Afghanistan's army will take a lead role in operations across the country within the next two months as Nato-led international troops pull back, a Defence Ministry official said Wednesday. Zahir Azimi, a ministry spokesman, said: "The national army is ready and will take lead in all operations in the next two months."
The announcement comes as the Taliban declared the start of a new "spring offensive" targeting Afghan and foreign soldiers, as well as civilian government employees. In London, the Ministry of Defence confirmed that three soldiers killed by a roadside bomb Tuesday were British. Nine Afghans also died.
They were on a routine patrol in the district of Nahr-e-Saraj, in Helmand province, when their vehicle hit the bomb, the ministry said, bringing to 444 the number of British soldiers killed in the country since 2001. Earlier Wednesday, militants killed Malim Shawali, an official from the High Peace Council, and one bodyguard in Helmand. Four bodyguards were wounded in the ambush in Greshk district as Shawali was en route to an event.
President Hamid Karzai established the High Peace Council in 2010 to start peace negotiations with the Taliban. Taliban attacks increased in the first quarter of this year. The United Nations said in a report last week that the number of civilian casualties rose by about 30 per cent in the first three months of 2013, when compared with the same period last year.
Nato forces are to handover security responsibilities to their Afghan counterparts and leave the country by next year, and foreign troops will take on an advisory role.
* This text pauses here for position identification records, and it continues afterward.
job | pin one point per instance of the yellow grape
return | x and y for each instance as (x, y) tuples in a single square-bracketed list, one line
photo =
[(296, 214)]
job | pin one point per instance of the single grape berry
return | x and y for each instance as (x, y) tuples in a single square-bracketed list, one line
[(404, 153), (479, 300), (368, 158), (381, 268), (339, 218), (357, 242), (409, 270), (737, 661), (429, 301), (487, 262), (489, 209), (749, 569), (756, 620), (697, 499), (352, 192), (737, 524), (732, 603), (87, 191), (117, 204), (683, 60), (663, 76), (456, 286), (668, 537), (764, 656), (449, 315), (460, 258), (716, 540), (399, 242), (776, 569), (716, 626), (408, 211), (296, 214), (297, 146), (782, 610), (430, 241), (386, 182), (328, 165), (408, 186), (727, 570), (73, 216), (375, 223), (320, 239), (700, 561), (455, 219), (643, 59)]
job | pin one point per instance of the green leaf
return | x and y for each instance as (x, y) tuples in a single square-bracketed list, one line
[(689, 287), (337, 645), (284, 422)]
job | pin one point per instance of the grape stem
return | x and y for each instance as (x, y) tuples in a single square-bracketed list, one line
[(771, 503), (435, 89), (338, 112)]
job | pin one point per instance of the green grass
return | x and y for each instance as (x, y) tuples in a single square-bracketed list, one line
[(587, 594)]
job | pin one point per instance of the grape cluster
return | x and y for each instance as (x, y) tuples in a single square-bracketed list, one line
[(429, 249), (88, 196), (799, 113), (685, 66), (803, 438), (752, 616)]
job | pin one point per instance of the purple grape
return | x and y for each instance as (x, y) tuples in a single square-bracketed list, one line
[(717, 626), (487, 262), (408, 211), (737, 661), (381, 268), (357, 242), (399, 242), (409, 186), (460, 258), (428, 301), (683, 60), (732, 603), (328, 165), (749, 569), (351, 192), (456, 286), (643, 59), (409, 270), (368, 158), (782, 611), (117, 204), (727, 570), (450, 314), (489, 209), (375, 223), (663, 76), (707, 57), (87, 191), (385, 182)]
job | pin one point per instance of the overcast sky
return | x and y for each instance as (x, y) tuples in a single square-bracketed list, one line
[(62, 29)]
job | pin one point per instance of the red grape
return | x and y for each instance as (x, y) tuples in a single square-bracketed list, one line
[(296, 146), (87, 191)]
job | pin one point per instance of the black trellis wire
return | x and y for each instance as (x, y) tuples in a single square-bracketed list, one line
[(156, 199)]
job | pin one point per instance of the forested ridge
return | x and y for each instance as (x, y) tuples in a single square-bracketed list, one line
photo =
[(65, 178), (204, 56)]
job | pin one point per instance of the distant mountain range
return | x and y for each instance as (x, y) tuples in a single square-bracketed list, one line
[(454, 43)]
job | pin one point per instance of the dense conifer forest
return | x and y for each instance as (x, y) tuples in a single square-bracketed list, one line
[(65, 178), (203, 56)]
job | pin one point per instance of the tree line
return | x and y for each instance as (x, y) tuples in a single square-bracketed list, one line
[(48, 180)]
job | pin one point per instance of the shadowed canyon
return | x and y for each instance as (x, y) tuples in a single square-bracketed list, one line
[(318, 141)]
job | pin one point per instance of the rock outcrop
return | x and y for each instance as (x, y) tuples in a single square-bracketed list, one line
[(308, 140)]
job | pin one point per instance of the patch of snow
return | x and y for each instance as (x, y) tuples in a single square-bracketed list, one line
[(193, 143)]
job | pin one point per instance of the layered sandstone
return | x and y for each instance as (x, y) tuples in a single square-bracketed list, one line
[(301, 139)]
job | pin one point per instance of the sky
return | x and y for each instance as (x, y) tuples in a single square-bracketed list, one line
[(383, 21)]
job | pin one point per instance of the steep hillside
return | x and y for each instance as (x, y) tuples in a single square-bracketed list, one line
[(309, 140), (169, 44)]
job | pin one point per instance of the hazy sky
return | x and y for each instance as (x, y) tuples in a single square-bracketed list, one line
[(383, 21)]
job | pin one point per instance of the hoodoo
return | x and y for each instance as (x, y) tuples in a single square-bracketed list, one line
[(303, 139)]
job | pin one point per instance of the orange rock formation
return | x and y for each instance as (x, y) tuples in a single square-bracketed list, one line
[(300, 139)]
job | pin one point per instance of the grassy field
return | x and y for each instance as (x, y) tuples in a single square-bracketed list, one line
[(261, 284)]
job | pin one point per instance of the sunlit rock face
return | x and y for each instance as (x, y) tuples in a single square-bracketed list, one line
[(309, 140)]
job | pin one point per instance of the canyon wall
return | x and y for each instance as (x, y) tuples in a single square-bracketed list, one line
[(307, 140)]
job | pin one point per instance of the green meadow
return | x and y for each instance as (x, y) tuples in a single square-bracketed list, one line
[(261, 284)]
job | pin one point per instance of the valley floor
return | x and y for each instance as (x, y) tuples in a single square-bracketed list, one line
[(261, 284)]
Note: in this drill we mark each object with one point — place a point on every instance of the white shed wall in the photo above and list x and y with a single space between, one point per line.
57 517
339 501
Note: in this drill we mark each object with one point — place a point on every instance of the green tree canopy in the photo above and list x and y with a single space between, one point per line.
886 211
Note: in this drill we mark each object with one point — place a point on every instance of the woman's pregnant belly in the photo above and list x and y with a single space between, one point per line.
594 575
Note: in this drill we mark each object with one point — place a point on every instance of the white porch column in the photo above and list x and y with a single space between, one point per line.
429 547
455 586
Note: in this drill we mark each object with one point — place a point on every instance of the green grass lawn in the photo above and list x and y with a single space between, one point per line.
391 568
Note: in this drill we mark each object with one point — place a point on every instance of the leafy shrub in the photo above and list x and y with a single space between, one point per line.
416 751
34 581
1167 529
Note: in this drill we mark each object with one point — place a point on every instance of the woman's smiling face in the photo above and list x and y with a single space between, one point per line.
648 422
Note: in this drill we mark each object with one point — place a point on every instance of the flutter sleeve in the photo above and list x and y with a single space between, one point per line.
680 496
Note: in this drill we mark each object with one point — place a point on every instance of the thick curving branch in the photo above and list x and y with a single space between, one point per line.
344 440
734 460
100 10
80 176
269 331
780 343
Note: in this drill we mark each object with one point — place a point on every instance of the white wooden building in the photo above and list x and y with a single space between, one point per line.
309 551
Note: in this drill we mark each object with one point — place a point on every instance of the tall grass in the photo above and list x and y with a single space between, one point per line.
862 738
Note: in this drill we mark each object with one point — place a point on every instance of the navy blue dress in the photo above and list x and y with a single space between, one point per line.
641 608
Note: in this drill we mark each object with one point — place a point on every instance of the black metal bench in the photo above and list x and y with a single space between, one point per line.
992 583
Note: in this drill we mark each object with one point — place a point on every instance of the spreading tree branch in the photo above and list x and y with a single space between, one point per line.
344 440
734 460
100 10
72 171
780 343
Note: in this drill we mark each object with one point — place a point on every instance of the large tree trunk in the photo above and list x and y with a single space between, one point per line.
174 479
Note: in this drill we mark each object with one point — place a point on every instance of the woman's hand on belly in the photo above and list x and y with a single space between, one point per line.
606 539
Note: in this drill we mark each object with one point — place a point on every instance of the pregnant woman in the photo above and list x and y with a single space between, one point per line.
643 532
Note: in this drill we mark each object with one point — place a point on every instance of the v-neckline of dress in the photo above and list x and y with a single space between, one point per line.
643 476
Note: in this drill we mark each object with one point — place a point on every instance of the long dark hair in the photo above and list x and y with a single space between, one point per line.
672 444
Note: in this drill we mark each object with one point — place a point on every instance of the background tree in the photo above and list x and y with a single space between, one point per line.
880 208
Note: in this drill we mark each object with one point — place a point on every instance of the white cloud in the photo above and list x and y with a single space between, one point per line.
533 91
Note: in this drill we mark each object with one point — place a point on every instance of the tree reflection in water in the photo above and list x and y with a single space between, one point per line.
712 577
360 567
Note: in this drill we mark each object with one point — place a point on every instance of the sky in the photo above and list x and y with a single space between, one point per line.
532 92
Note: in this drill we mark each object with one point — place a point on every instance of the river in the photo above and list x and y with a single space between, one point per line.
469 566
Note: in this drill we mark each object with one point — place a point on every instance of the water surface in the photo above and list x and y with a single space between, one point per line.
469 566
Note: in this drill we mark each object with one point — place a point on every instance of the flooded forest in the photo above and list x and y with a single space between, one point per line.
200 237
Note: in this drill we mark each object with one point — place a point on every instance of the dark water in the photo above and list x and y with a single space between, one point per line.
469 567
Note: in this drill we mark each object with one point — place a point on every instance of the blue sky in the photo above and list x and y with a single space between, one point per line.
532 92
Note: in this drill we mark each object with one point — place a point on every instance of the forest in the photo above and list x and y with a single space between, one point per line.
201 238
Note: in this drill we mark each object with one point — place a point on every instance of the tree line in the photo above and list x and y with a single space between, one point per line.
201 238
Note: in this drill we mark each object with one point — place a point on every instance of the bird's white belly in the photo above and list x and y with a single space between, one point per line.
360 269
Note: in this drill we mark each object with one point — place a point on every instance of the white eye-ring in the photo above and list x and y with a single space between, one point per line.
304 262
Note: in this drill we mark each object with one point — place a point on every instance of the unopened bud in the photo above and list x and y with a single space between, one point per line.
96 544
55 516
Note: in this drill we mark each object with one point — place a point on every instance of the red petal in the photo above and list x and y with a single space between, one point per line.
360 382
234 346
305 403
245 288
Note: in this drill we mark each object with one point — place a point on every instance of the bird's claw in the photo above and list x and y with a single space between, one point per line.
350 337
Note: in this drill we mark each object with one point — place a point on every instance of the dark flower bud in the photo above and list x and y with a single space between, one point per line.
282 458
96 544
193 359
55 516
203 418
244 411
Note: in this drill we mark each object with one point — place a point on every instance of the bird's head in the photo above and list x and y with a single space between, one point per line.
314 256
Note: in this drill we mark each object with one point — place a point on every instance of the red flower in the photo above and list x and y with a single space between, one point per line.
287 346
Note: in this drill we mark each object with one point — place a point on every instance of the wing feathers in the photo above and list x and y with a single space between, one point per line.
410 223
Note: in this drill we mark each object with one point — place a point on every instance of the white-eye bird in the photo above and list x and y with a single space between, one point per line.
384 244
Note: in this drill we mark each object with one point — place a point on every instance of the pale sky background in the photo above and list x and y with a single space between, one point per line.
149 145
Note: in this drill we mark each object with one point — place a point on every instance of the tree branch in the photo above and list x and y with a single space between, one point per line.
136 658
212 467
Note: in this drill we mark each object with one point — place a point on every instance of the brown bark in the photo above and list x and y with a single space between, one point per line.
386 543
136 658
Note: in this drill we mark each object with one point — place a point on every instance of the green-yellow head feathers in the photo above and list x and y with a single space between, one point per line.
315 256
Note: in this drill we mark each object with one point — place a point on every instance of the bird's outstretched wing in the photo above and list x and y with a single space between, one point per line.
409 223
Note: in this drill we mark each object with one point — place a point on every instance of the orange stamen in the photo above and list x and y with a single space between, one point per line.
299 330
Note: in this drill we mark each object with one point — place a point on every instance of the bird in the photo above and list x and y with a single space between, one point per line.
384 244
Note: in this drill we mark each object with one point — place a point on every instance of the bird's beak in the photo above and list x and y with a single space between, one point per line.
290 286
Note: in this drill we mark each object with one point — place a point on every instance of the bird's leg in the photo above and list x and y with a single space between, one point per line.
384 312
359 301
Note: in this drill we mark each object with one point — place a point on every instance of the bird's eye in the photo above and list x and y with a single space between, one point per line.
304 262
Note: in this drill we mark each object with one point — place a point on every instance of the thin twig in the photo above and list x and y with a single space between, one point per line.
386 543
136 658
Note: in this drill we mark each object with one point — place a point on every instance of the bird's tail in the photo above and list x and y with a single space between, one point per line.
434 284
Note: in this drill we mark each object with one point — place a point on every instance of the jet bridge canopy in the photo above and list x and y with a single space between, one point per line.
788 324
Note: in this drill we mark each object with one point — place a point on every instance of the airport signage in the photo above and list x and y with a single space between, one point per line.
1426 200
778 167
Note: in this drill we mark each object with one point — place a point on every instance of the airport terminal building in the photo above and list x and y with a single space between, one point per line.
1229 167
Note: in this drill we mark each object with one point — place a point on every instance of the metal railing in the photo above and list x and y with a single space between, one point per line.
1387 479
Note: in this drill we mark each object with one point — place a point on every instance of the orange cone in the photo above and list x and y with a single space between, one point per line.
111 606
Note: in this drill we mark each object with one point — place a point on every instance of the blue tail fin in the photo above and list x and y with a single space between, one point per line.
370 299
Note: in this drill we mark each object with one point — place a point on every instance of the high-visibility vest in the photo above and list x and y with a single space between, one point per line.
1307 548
Azimi, the Defence Ministry spokesman, said the army was more than capable of combatting "any threat" after 2014, and the current mistrust of local forces was a "psychological war" waged by the insurgents.
"It doesn't mean there will be no threat at all. There will be terrorism and insecurity but ... capabilities of the army would be at a level that could combat all those threats," he said. He said the army still depends heavily on the international forces for intelligence gathering, air power and logistics transport, and would continue to need air support from foreign troops until the end of 2014.